In economic terms, they had a lot in common with almost everyone else in their country, where 80 percent of the population lives on less than $1 a day, and the unemployment rate hovers around 85 percent. They also shared an experiential bond with the earliest practitioners of American hip-hop, who rapped about urban poverty, violence, and desperation because they had lived it. “You know how it was like around ’92, ’93 in the States, around Tribe Called Quest, there wasn’t no money in the game,” said Buckay Bantoe, an L.I.B. rapper who wore a Rastafarian knit cap over his dreadlocks. “But say like around ’96, ’97, when Puff Daddy, certain people started comin’ in … the game took a turn. That’s how it’s going to be here. That’s how I see it. It’s going to take off.”
Like their American contemporaries, the L.I.B. rappers grew up on Big Daddy Kane and “Rapper’s Delight” and graduated to the Wu-Tang Clan and the Roots. During Liberia’s 14-year civil war, they fled the country or hid in their homes to avoid being killed or conscripted by rival factions. Now, they are trying to create a uniquely Liberian musical genre in a place where no one seems able to agree on the definition of a national culture. It’s hard to go anywhere in Liberia without hearing music—church choirs belting out gospel songs, rocked-up spirituals blasting from big outdoor speakers, or tinny radios playing reggae—but most of it isn’t Liberian. Artists from Ghana and Senegal are popular, and kids wear T-shirts emblazoned with the faces of Eminem and Tupac Shakur.

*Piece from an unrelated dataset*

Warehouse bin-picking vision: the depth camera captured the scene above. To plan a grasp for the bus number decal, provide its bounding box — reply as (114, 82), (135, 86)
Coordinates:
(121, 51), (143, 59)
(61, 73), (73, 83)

The L.I.B. rappers call their music “hip-co,” the “co” being short for “colloqua.” This is the Liberian vernacular, broken American English with bits of indigenous tongues thrown in. It’s the language of the street, and Takun J and the other L.I.B. rappers choose subjects that resonate with ordinary people. “If we see politicians doing crooked stuff, we going to speak about it,” Bantoe said. “We not going to let nobody stop us from speaking truth in our music.”
Takun J is 26, idealistic, and earnest. He sees music as a way of countering injustice because, he told me, “The musician is also a politician.” When we spoke, he was working on a single about police corruption. In Monrovia, poorly paid traffic cops routinely stop drivers for imaginary violations and demand bribes. The song went, in part:
Policeman coming, the policeman running
The policeman can take sides when he see money …
The policeman not fair, policeman not right
Policeman judge your case, brother you’ll be scared!
The song includes a plea to President Ellen Johnson-Sirleaf to crack down on corruption or face public outrage. Even though he believes his songs can alter the status quo, he alludes to another widely held view:
Policeman not shamed, policeman can’t change
Oh when you look at him, tell me how he will change? …
Tell me now my people, tell me who we will trust—
The police that we got, that doing that kind of stuff?
Takun J and the other L.I.B. rappers have plenty of listeners, but they’re not making money. There is only one distributor for full-length albums in Liberia, they told me, and whenever they have enough material for a CD, they sell the songs, rights and all, for several-thousand dollars. They don’t have much negotiating power, because the distributor is the only game in town. “It’s like we in slavery,” Bantoe said. “We working hard, and he just buying it for little or nothing.”
They make a little money playing live, but sometimes money is not the point. I watched them perform for free one afternoon on a beach in Monrovia. The sky was silvery, and dozens of boys stood knee-deep in the water, laughing and splashing each other with giant plumes of white spray. The L.I.B. rappers launched into a song about a pretty girl whose number they wanted, and a crowd of teenagers quickly formed around them, pressing uncomfortably close. They listened intently and a little desperately, like people who suspect that it may be a long time before such pure enjoyment comes their way again.